Mike Rostenkowski: You're an astronaut, and your wife makes you do things, and she's only four feet tall.
Quote from Howard
Howard: Yeah, well, my quality father-son time was spending my adolescence looking out the window waiting for my dad to come back someday.
Raj: Yeah, okay, Howard wins.
Quote from Raj
Raj: Can we change the subject? Spiders give me the jeebie-jeebies.
Howard: It's heebie-jeebies.
Raj: I know, but that sounds anti-Semitic.
Quote from Sheldon
Sheldon: I just want you to get better as soon as possible. And with that in mind, let me ask you a question. Do you believe in the placebo effect?
Amy: Of course I do. There have been many studies proving its validity.
Sheldon: Great. Now, this may look like a Tic Tac, but it is really a powerful medication specifically designed to cure your illness as well as freshen your breath.
Quote from Sheldon
Sheldon: However, the Spider-Man lyrics posit that Spider-Man, Spider-Man does whatever a spider can.
Howard: Yeah, so?
Sheldon: I can think of many things Spider-Man can't do that a spider can. One, crawl in your ear and die. Two, legally leave Guatemala without a passport. Three, have sex with a spider.
Quote from Howard
Howard: Oh, you like to fish?
Mike Rostenkowski: Yes.
Howard: Sure. I can hear it in your voice.

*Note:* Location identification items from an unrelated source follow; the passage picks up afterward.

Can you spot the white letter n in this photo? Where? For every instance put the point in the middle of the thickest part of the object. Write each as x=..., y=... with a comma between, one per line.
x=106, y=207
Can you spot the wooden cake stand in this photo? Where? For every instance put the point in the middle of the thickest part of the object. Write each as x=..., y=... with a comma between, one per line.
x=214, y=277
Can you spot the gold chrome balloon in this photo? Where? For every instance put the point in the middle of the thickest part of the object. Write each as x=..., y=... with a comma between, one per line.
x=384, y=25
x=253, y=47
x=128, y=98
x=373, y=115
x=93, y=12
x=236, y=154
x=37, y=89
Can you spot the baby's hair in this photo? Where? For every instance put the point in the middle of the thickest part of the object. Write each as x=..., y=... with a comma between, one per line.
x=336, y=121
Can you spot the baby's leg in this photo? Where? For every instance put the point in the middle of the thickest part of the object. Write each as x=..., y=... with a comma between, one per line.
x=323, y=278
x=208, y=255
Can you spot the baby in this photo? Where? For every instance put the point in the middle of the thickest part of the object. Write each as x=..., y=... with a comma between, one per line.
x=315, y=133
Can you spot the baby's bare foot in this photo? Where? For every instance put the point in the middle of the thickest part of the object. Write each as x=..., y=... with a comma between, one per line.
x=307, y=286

Mrs. Rostenkowski: Oh, if he didn't like it, he wouldn't go.
Howard: You know, I hadn't thought of that.
Quote from Penny
Leonard: I'm no expert, but I think the hook has to go through the worm.
Howard: Fine. Sorry, Mr. Worm. Sherm. Sherm the Worm.
Penny: Hey, don't name him. Just jab a hook in his face.
Quote from Leonard
Leonard: My dad was an anthropologist. The only father-son time he spent was with a 2,000-year-old skeleton of a Etruscan boy. I hated that kid.